Throughout the post you have used X to mean test points and Y as training points. E.g. in start of section Posterior Distribution you introduce:
First, we form the joint distribution P_{X,Y} between the test points X and the training points Y.
This was a bit confusing to met at first as in the general ML literature y is usually the target variable. However, here Y is the test data, but I couldn't understand how to go from the observation of independent variables of the test data to the target (unobserved) variable for the test data . I like the notation in one of the notebooks to be easier to read where they say that the distribution is actually of the vector P_{f_a, f_b} which is easier to understand. It also makes it easier to see how we can use it for prediction for unknown values of observed independent variables x.
Also the code in this blog also follows the prediction view with y referring to the target variable.
I have tried to understand GPs before and everytime it has been hard because of the confusing notation and the generalization to infinite dimensional Gaussian which are used by conditioning on the observed data. I think the distill.pub article can really help in breaking the notation issue in explaining GPs.
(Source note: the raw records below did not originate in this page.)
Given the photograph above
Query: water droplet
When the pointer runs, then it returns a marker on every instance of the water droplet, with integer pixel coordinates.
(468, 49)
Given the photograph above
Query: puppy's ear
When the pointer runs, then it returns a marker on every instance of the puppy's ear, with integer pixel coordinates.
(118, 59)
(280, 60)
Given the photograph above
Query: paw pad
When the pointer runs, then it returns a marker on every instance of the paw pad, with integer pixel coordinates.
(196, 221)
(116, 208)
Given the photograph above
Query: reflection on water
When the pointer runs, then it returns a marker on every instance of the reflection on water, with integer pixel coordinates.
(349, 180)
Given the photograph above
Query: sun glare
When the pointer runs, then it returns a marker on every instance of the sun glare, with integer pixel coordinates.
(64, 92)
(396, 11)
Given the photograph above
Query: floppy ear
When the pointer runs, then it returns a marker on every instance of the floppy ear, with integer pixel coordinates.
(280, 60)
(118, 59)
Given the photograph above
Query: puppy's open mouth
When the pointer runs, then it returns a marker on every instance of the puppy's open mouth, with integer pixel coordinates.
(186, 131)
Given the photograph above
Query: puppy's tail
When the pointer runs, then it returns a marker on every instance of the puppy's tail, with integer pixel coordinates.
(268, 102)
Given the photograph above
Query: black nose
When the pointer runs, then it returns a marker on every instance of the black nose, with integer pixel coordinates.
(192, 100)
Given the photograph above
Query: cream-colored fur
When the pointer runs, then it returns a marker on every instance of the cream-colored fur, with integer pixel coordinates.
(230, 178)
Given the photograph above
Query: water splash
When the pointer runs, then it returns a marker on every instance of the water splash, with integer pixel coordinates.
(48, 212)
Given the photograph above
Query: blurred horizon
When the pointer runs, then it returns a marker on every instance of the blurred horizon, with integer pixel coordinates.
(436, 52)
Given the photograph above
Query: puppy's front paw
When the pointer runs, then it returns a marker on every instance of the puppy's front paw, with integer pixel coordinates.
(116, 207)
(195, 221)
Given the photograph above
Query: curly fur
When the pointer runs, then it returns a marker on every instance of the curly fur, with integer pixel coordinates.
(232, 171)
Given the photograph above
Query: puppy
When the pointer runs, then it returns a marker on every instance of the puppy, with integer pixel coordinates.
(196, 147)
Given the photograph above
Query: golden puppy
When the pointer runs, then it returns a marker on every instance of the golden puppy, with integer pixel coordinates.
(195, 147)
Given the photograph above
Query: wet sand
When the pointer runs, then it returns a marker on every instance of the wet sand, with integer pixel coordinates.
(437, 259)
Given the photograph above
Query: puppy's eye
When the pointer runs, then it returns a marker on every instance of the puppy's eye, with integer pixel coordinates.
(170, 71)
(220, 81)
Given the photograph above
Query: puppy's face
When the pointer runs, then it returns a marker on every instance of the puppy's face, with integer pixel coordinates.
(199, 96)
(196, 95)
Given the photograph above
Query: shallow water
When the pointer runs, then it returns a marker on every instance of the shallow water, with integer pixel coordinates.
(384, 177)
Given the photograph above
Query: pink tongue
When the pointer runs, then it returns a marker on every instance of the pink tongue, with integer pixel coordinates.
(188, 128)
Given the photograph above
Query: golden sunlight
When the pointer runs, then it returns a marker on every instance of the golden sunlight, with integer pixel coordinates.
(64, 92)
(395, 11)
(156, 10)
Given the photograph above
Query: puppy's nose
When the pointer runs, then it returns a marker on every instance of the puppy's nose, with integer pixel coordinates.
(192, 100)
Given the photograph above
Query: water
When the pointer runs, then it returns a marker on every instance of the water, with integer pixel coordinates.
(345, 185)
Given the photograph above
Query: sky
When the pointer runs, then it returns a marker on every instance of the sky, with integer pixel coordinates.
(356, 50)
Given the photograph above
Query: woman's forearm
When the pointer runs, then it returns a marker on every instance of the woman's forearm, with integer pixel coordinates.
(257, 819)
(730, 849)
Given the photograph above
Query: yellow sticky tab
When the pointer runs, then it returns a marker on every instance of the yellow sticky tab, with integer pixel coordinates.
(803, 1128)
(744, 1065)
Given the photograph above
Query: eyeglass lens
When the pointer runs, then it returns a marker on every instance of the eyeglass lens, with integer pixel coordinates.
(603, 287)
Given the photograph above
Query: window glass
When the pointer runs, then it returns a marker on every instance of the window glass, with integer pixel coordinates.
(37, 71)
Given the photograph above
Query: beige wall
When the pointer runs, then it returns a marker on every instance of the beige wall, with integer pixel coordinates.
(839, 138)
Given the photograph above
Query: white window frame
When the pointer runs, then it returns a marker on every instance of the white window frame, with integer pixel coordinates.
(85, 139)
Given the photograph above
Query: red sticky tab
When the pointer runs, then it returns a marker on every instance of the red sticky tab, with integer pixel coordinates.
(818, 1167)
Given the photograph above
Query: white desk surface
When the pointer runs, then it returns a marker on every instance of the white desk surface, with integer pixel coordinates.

Finally, this image has been the most descriptive explanation of GPs for me. Source
Thank you very much for your comment! Thinking about it, I have to agree that this can be confusing. On the other hand this is somewhat of a standard notation for Gaussian processes. If you look at the (very nice) figure that you provided, they actually use the same notation—if I'm not mistaken. I will leave this issue open for now, as it might help others. And maybe we can even adjust the notation in the future to make things clearer.